Gordon Monro —Notes

A Note on Multi-Level Hexagonal Grids

Gordon Monro, March 2017

If I have a grid consisting of a large number of small squares I can group areas of squares together to make a coarser square grid, as in ordinary graph paper.

Image of graph paper
Graph paper. Each square of the coarser square grid is made up of 100 squares of of the fine grid.

To do something analogous starting with a grid of small hexagons is not straightforward, and there is no single obvious way to proceed.

There are no long straight lines in a hexagonal grid, so I cannot build an exact large hexagon out of smaller ones.
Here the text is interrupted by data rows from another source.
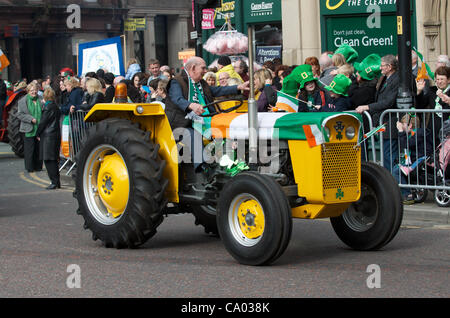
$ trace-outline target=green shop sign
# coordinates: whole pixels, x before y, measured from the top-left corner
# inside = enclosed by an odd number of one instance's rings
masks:
[[[367,8],[379,7],[383,12],[396,12],[396,0],[320,0],[322,14],[367,13]]]
[[[412,1],[411,34],[416,45],[415,1]],[[359,61],[372,53],[397,54],[396,0],[320,0],[323,51],[343,44],[359,53]]]
[[[243,12],[250,24],[281,21],[281,0],[243,0]]]
[[[222,0],[222,6],[220,8],[215,9],[216,15],[214,17],[214,25],[216,27],[221,27],[225,24],[226,19],[225,16],[228,15],[230,18],[231,24],[235,23],[235,6],[236,1],[227,1]]]

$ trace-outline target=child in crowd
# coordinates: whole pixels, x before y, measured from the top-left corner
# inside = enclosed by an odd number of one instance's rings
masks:
[[[298,112],[308,112],[310,109],[314,110],[314,107],[325,107],[328,103],[329,97],[325,91],[319,87],[317,78],[314,77],[311,65],[300,65],[296,69],[300,72],[301,82],[300,91],[298,94]]]
[[[335,76],[330,85],[325,86],[329,91],[330,100],[325,106],[315,106],[320,112],[343,112],[349,110],[352,106],[351,99],[348,97],[348,89],[352,81],[344,74]]]
[[[406,114],[397,122],[400,163],[392,174],[399,184],[408,184],[408,176],[427,155],[433,152],[432,136],[428,129],[419,128],[419,117]],[[410,189],[401,188],[403,204],[413,204],[414,197]]]

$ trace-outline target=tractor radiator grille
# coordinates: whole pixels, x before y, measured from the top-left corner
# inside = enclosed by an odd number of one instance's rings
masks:
[[[324,190],[359,186],[361,154],[355,145],[355,143],[322,144]]]

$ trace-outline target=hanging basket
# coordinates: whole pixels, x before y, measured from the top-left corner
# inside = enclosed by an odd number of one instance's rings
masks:
[[[248,37],[233,29],[228,16],[219,31],[210,36],[203,48],[215,55],[236,55],[248,51]]]

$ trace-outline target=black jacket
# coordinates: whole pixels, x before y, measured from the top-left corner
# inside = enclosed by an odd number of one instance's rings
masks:
[[[80,109],[84,111],[89,111],[95,104],[100,104],[105,102],[105,96],[101,92],[94,92],[92,95],[86,96],[86,101],[80,105]]]
[[[61,143],[60,116],[61,111],[55,102],[49,102],[44,106],[41,121],[36,131],[36,137],[41,138],[41,160],[58,160],[59,158],[59,147]]]
[[[0,102],[6,103],[6,97],[6,84],[4,80],[0,79]]]
[[[69,115],[70,112],[70,106],[75,106],[75,110],[78,110],[81,103],[83,102],[83,95],[84,92],[81,89],[81,87],[75,87],[72,89],[72,91],[69,93],[67,100],[65,100],[65,103],[61,105],[61,112],[64,115]]]
[[[315,108],[310,109],[306,103],[308,103],[308,97],[307,97],[307,93],[305,89],[302,89],[300,92],[300,95],[298,97],[298,99],[300,100],[298,102],[298,111],[299,113],[307,113],[307,112],[316,112],[317,110]],[[328,105],[328,103],[331,100],[330,95],[328,95],[328,93],[323,90],[320,87],[317,87],[317,89],[313,92],[312,95],[312,99],[313,101],[313,105],[320,105],[321,107],[326,107],[326,105]]]
[[[433,136],[429,129],[419,128],[415,134],[406,134],[406,132],[398,133],[400,155],[404,150],[410,152],[411,161],[417,161],[423,156],[430,156],[433,151]]]
[[[380,83],[375,93],[375,102],[369,104],[369,113],[372,116],[375,127],[389,121],[389,114],[386,114],[383,118],[383,123],[380,122],[380,116],[385,110],[397,109],[399,83],[400,77],[398,72],[395,72],[389,78],[386,76],[380,78]],[[386,126],[386,132],[383,134],[384,139],[396,139],[398,136],[396,124],[399,119],[393,113],[390,118],[390,124]]]
[[[114,86],[109,86],[105,91],[105,103],[112,103],[114,99],[114,94],[116,92],[116,89]]]
[[[353,89],[349,94],[352,100],[352,109],[361,105],[369,105],[375,102],[375,94],[377,92],[376,81],[363,81],[358,87]]]
[[[239,94],[237,86],[209,86],[205,80],[200,80],[202,85],[206,104],[212,103],[214,97]],[[188,109],[190,102],[187,100],[189,95],[189,82],[186,72],[182,72],[172,79],[167,85],[169,94],[166,97],[166,116],[169,120],[172,130],[179,127],[191,127],[192,121],[186,119],[190,112]]]
[[[275,86],[265,85],[261,90],[256,105],[258,106],[258,112],[267,112],[269,106],[275,106],[277,103],[277,91]]]

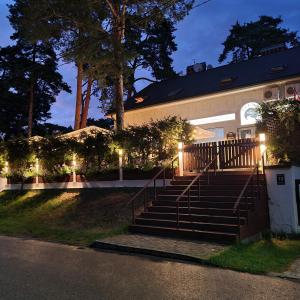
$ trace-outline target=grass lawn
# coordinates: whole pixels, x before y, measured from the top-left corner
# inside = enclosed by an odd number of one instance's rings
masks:
[[[234,245],[209,260],[216,266],[263,274],[282,272],[297,257],[300,258],[300,239],[272,239]]]
[[[75,245],[127,231],[135,188],[5,191],[0,234]]]

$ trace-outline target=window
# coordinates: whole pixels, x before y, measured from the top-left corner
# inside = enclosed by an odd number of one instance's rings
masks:
[[[202,129],[201,133],[197,139],[199,143],[221,141],[225,137],[224,128],[221,127]]]
[[[241,125],[252,125],[259,119],[259,104],[256,102],[246,103],[241,108]]]
[[[232,121],[232,120],[235,120],[235,114],[219,115],[219,116],[189,120],[189,123],[192,125],[203,125],[203,124],[218,123],[218,122]]]

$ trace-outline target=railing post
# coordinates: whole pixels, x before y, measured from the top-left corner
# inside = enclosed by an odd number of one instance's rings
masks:
[[[198,178],[198,200],[200,201],[200,177]]]
[[[144,191],[144,212],[146,212],[147,189]]]
[[[123,149],[119,149],[119,180],[123,181]]]
[[[179,176],[183,176],[183,142],[178,143]]]
[[[135,223],[134,200],[131,201],[132,223]]]
[[[189,215],[191,215],[191,189],[188,190]]]
[[[164,179],[163,179],[164,189],[166,188],[166,169],[164,169]]]
[[[156,179],[154,179],[153,187],[154,187],[154,200],[156,201]]]
[[[179,227],[179,201],[177,203],[177,227]]]

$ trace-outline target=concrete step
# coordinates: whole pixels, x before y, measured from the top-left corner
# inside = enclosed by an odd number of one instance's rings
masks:
[[[160,220],[177,220],[176,213],[167,212],[143,212],[140,215],[144,219],[160,219]],[[217,223],[217,224],[244,224],[245,218],[241,218],[240,221],[236,216],[214,216],[214,215],[197,215],[197,214],[180,214],[180,220],[188,222],[199,223]]]
[[[136,218],[135,224],[177,228],[176,220]],[[239,232],[239,226],[234,224],[200,223],[200,222],[187,222],[187,221],[180,220],[178,225],[180,229],[184,228],[184,229],[194,229],[199,231],[236,233],[236,234]]]
[[[199,231],[192,229],[178,229],[172,227],[146,226],[137,224],[130,225],[129,231],[134,233],[143,233],[150,235],[207,240],[218,242],[221,244],[233,243],[237,240],[237,235],[234,233]]]
[[[150,206],[147,208],[148,212],[155,213],[177,213],[176,206]],[[201,208],[201,207],[191,207],[190,211],[187,207],[179,207],[180,214],[196,214],[196,215],[210,215],[210,216],[227,216],[227,217],[236,217],[237,214],[233,212],[232,208]],[[240,216],[246,217],[248,212],[245,209],[240,210]]]
[[[235,202],[209,202],[209,201],[190,201],[191,207],[199,207],[199,208],[227,208],[233,209]],[[160,200],[160,201],[152,201],[152,206],[173,206],[177,207],[177,202],[172,200]],[[188,201],[179,201],[179,207],[188,207]],[[248,204],[248,208],[252,209],[253,205]],[[247,209],[247,205],[245,203],[241,203],[240,208]]]

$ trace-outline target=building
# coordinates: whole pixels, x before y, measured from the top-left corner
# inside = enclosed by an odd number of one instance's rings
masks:
[[[272,49],[271,49],[272,50]],[[197,141],[255,136],[258,104],[300,94],[300,47],[216,68],[190,66],[186,76],[152,83],[125,103],[125,126],[167,116],[196,126]]]

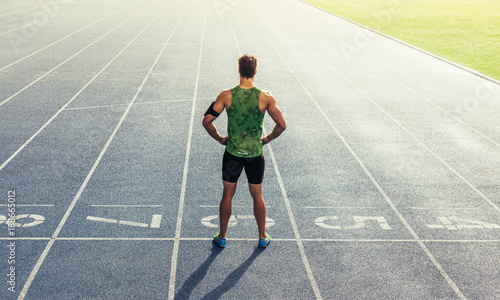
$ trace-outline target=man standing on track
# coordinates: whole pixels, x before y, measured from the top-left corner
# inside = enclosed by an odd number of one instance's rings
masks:
[[[220,247],[226,246],[226,232],[232,212],[232,200],[241,171],[245,169],[250,194],[253,198],[254,215],[259,229],[259,247],[267,247],[271,237],[266,234],[266,204],[262,197],[264,179],[264,154],[262,146],[281,135],[286,129],[285,119],[276,105],[276,99],[267,91],[254,85],[257,74],[257,59],[243,55],[238,59],[240,84],[223,91],[205,113],[203,127],[226,151],[222,160],[222,181],[224,190],[219,206],[220,232],[214,241]],[[228,137],[222,137],[213,121],[226,109]],[[273,131],[262,136],[262,121],[268,112],[276,123]]]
I can group small hexagons together to get an approximately hexagonal region, with zig-zag edges.

A single hexagonal region
An approximately hexagonal region, seven cells across, shown in a larger field of small hexagonal cells,

If I try to join hexagonal regions like these together along their edges, I end up with overlapping regions.

Overlapping hexagonal regions.
Overlapping hexagonal regions; the shaded hexagonal cells belong to two regions.

The solution I adopted was to have the hexagonal regions touch at their corners only, with triangular regions between the hexagonal ones.

Hexagonal regions touching at their corners only
Hexagonal regions touching at their corners only.

This arrangement is an approximation to what is known as the "trihexagonal tiling".

The trihexagonal tiling
Trihexagonal tiling. Image from Wikipedia, by Tomruen - Own work, CC BY-SA 4.0, Link

I can repeat the arrangement of hexagonal and triangular regions at higher levels. It is quite hard to show in a diagram, but here is an attempt.

Image showing two levels of a multi-levelled hexagonal grid.
Two levels of hexagonal regions.

There are two levels of hexagonal regions. The larger regions (considered as below the smaller ones) are green, the small regions (superimposed on the larger ones) blue. Each larger green region has seven of the smaller blue regions sitting on top of it. The small white hexagonal cells are outside both the small (blue) and large (green) hexagonal regions.

In summary, I have an approximation to the trihexagonal tiling at every level of the multi-level grid. In The Limits to Growth I used four levels of hexagonal regions, and in Nanocosm six. Varying numbers of levels are used in some of the Hexa prints.